Brent Reynolds, Ph.D., a regenerative medicine scientist at the Evelyn F. and William L. McKnight Brain Institute of the University of Florida, was honored recently for his contributions to neuroscience by officials at the Catholic University in Rome and the university’s teaching hospital — the Gemelli University Polyclinic.
Reynolds received the Atena Onlus Association research award for work that began while he was a graduate student at the University of Calgary, where he helped discover that mice continue to produce brain cells throughout their lives. The finding drastically changed scientists’ perception of the brain and its ability to repair itself.
“We were looking for a molecule to keep brain cells alive after stroke or in Alzheimer’s or Parkinson’s disease, but we ended up discovering the brain stem cell,” said Reynolds, an associate professor of neurosurgery at the College of Medicine. “Since that discovery, we now know where these stem cells are located and, in particular regions of the human brain, these stem cells are dividing and making new brain cells, probably on the order of hundreds of thousands every day. The discovery opened a door that said the brain isn’t static, it is plastic. When the brain is injured, it’s not that there is nothing we can do. The brain has the capacity to repair itself.”

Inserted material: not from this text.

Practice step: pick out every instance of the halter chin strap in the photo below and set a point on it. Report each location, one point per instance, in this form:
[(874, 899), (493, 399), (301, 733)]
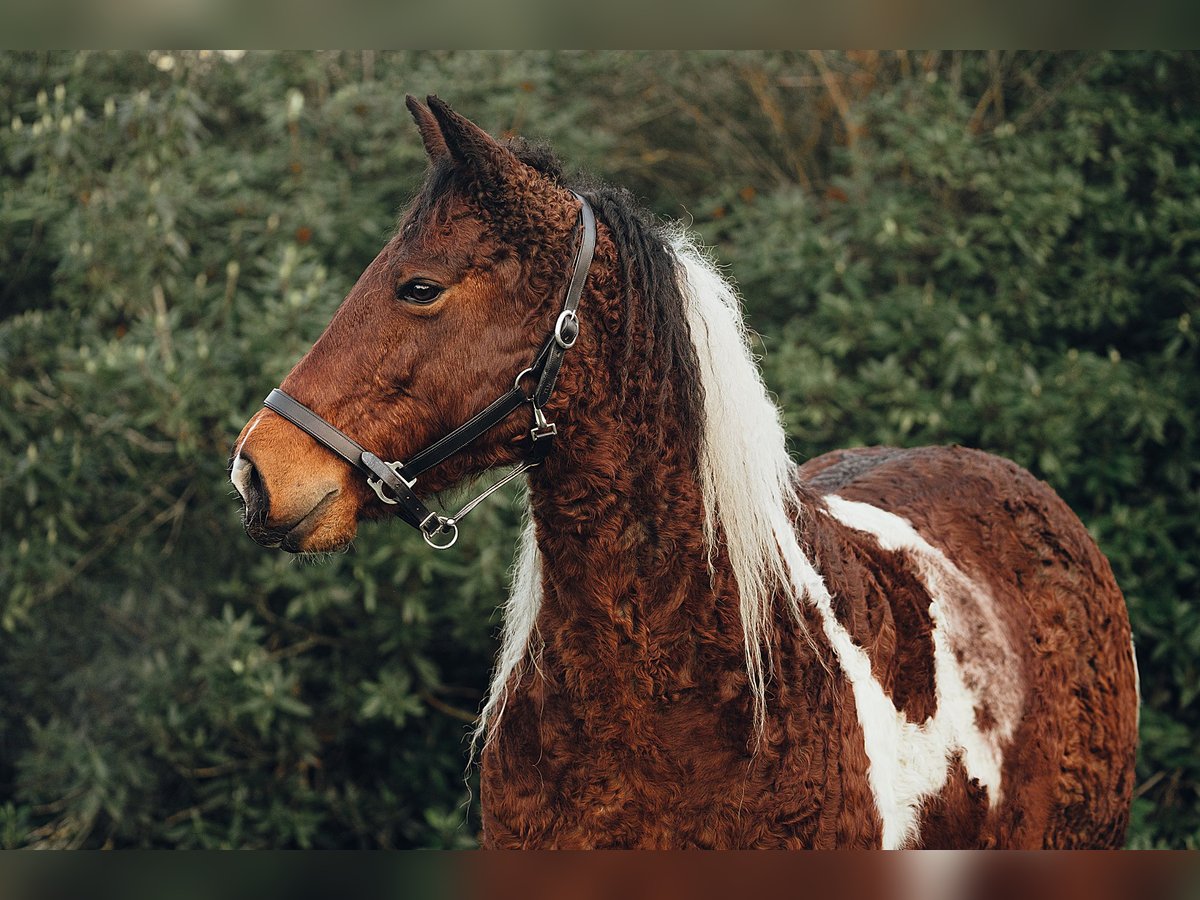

The Atena Onlus Association research award has been given to only a few scientists in the world, including Dennis A. Steindler, Ph.D., the executive director of UF’s McKnight Brain Institute, who similarly helped discover that stem cells are at work in the human brain.
“Dr. Reynolds’ work helped shape the modern understanding of adult stem cells,” Steindler said. “It is extremely gratifying to see his achievement being recognized by such a renowned organization.”
The Atena Onlus Association, in collaboration with the municipality of Rome and the Catholic University, strives to recognize and emphasize important scientific research. The Catholic University and Gemelli University Polyclinic are widely known for treating Pope John Paul II’s medical conditions from 1981 to 2005.
As for Reynolds’ current work, he runs the Adult Stem Cell Engineering and Therapeutic Core at the MBI with Ed Scott, Ph.D., the director of UF’s Program in Stem Cell Biology and Regenerative Medicine, in part focusing on therapies that harness the brain’s natural reparative mechanisms.